Io cercavo di sfuggirgli, ma non c'era niente da fare, era ovunque.
L'unico modo di evitarlo, era uscire dall'enorme, labirintico
ipermercato. Non ricordo molti altri particolari, tranne questa
lunga lotta col petulante dal sorriso ipocrita, e il finale gustoso
in cui io tentavo di strozzarlo, e quasi ci riuscivo. Dico quasi,
perchè in quel momento mi svegliai: essendo io una persona
perbene, il mio inconscio si rifiuta di ammazzare chicchessia,
e non me lo permette, neanche in sogno. Comunque, già solo
la sensazione di averlo strangolato un pochino, contribuiva a
iniziare al meglio la giornata.
Era sabato, era estate, stavo per andare in ferie: era un bel
momento. Giunto da poco agli anni della maturità non solo
intellettuale, ma anche emotiva e pratica, notavo che il cosmo
e gli dei mi assecondavano sereni, portandomi fortuna: avevo
un lavoro, ero in salute, ero felicemente fidanzato e, dulcis
in fundo, progettavo di iniziare la mia vita indipendente: in
autunno, sarei andato a vivere da solo. Se poi a tutto questo
aggiungete che stavo per partire per la Grecia in compagnia dei
miei amici, potrete concludere, con una punta di insofferenza
nei miei confronti, che stavo un pascià. Ma vi assicuro
che quella libertà, quel momento di effimera spensieratezza,
era frutto del sudore, di anni di studio e lavoro, e dunque decisamente
meritato.
Ma bando alle ciance, e passiamo alle circostanze che quel giorno
agirono, inizialmente a incrinare e poi a distruggere, il nirvana
in cui mi beavo. Furono tre gli accadimenti che m'infastidirono
al punto da farmi sprofondare nella depressione nera, dalla quale
mi ripresi solo salpando per le Cicladi circa due settimane dopo.

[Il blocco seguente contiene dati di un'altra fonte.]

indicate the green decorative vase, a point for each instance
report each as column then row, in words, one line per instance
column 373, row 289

Per tutto quel tempo vissi completamente disilluso da ogni aspettativa,
astioso nei confronti di una società barbara e ingiusta,
avida come una comitiva di usurai ad un'inquietante convention.
Mentre
gustavo, ancora in pace col creato, i miei muesli vitaminizzati,
suonò il citofono. Ingenuamente pensai che mi chiamassero
per notificarmi la vincita del Nobel per la letteratura. Invece
no, era il postino, che con voce gracchiante e quasi afona
mi intimò - primo atto violento subito nella giornata
- di scendere per “firmare”. Vagamente risentito,
sbattei con forza il citofono e m'infilai ciabatte e maglietta,
interrompendo la goduria dell'abbuffata di cereali, che di
certo si sarebbero trasformai in quei pochi minuti d'assenza
in una pappa triste e poco appetitosa. Scesi di corsa le due
rampe di scale che mi separavano dall'inopportuno impiegato
statale, il quale mi apparì più vecchio e fastidioso
di come lo avevo immediatamente immaginato. Egli, quasi ce
l'avesse con me, esclamò nervosamente: “raccomandate”.
Quella “e” finale
faceva presagire nulla di buono. E infatti, erano tre multe.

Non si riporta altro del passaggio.